To find the correlation between series or columns in a DataFrame in pandas, the easiest way is to use the pandas corr() function.
df["Column1"].corr(df["Column2"])
If you want to compute the pairwise correlations between all numeric columns in a DataFrame, you can call corr() directly on the DataFrame.
df.corr()
You can also use the pandas corrwith() function to compute the correlation of the columns of a DataFrame with another Series.
df.corrwith(df2["Column"])
Finding the correlation between columns or Series using pandas is easy.
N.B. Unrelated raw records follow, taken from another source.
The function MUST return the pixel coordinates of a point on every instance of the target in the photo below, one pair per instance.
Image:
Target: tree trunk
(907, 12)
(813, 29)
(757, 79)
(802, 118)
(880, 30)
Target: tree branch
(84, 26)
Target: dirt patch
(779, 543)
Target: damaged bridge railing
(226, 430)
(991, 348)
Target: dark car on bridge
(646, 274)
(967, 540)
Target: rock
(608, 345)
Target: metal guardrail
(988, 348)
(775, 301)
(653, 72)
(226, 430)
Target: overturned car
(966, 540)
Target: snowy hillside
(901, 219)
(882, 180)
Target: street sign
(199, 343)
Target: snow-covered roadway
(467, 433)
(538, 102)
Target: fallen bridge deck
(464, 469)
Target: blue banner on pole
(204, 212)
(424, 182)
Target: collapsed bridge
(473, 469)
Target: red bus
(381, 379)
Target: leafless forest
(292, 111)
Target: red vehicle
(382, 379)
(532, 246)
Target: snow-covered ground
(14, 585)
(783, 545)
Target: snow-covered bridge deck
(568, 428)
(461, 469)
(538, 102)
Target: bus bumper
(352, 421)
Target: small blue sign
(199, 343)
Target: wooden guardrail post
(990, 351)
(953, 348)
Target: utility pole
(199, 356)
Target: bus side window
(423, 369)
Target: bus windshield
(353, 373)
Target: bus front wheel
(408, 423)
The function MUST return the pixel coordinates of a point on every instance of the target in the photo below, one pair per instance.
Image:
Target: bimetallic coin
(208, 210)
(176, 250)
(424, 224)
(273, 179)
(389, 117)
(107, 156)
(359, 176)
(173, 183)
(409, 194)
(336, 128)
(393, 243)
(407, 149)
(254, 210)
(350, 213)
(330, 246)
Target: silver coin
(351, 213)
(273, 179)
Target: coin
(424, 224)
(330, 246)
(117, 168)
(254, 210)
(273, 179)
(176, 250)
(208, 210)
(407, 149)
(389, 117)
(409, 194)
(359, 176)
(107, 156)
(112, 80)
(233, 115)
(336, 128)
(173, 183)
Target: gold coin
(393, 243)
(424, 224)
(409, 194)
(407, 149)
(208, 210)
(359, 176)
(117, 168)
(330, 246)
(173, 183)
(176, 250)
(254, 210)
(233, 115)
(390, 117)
We can use the pandas corr() function to find the correlations of columns of numbers, or the correlation between multiple Series.
Let’s say we have the following DataFrame.
df = pd.DataFrame({'Name': ['Jim', 'Sally', 'Bob', 'Sue', 'Jill', 'Larry'],
'Weight': [160.20, 160.20, 209.45, 150.35, 187.52, 187.52],
'Height': [50.10, 68.94, 71.42, 48.56, 59.37, 63.42] })
print(df)
# Output:
Name Weight Height
0 Jim 160.20 50.10
1 Sally 160.20 68.94
2 Bob 209.45 71.42
3 Sue 150.35 48.56
4 Jill 187.52 59.37
5 Larry 187.52 63.42
To get the pairwise correlation between the columns “Weight” and “Height”, we can use the pandas corr() function in the following Python code:
print(df["Height"].corr(df["Weight"]))
# Output:
0.6754685833670168
The pandas corr() function allow us to compute a few different types of correlation, namely, Pearson correlation, Kendall Tau correlation, and the Spearman Rank correlation. You can also pass your own function if you’d like.
To calculate these correlation coefficients, just pass method=”kendall” or method=”spearman” to the corr() function.
Note you will have to import the module scipy to find the kendall and spearman coefficients.
df["Height"].corr(df["Weight"], method="pearson")
df["Height"].corr(df["Weight"], method="kendall")
df["Height"].corr(df["Weight"], method="spearman")
Calculating the Correlation between Multiple Columns in pandas
There are many time when analyzing a dataset that we want to see the correlations between all variables. We can use the pandas corr() method to calculate the correlation over all columns.
Let’s say we have the same DataFrame from above, but now we’ve added another column “Age”.
df = pd.DataFrame({'Name': ['Jim', 'Sally', 'Bob', 'Sue', 'Jill', 'Larry'],
'Weight': [130.54, 160.20, 209.45, 150.35, 117.73, 187.52],
'Height': [50.10, 68.94, 71.42, 48.56, 59.37, 63.42],
'Age': [43,23,71,49,52,37] })
print(df)
# Output:
Name Weight Height Age
0 Jim 130.54 50.10 43
1 Sally 160.20 68.94 23
2 Bob 209.45 71.42 71
3 Sue 150.35 48.56 49
4 Jill 117.73 59.37 52
5 Larry 187.52 63.42 37
We can get the pairwise correlation coefficients for all columns by calling the corr() function. In this case, the corr() function will return a correlation matrix.
print(df.corr())
#Output:
Weight Height Age
Weight 1.000000 0.666055 0.285006
Height 0.666055 1.000000 0.053793
Age 0.285006 0.053793 1.000000
Finding Correlation with pandas corrwith() function
We can also use the pandas corrwith() function to calculate the correlation coefficient between a DataFrame and columns of another DataFrame or Series.
Let’s say we have the same dataset from above, and let’s say we have another DataFrame that we’d like to see if it is correlated with our DataFrame from the previous example.
df = pd.DataFrame({'Name': ['Jim', 'Sally', 'Bob', 'Sue', 'Jill', 'Larry'],
'Weight': [130.54, 160.20, 209.45, 150.35, 117.73, 187.52],
'Height': [50.10, 68.94, 71.42, 48.56, 59.37, 63.42],
'Age': [43,23,71,49,52,37] })
df_new = pd.DataFrame({'Test_Score':[90,87,92,96,84,79]})
We can find the correlation between the columns of two DataFrames using the pandas corrwith() function.
print(df.corrwith(df_new["Test_Score"]))
#Output:
Weight -0.016455
Height -0.359045
Age 0.408819
dtype: float64
Hopefully this article has been helpful for you to understand how to find the correlation coefficients between columns in a DataFrame or between Series using pandas.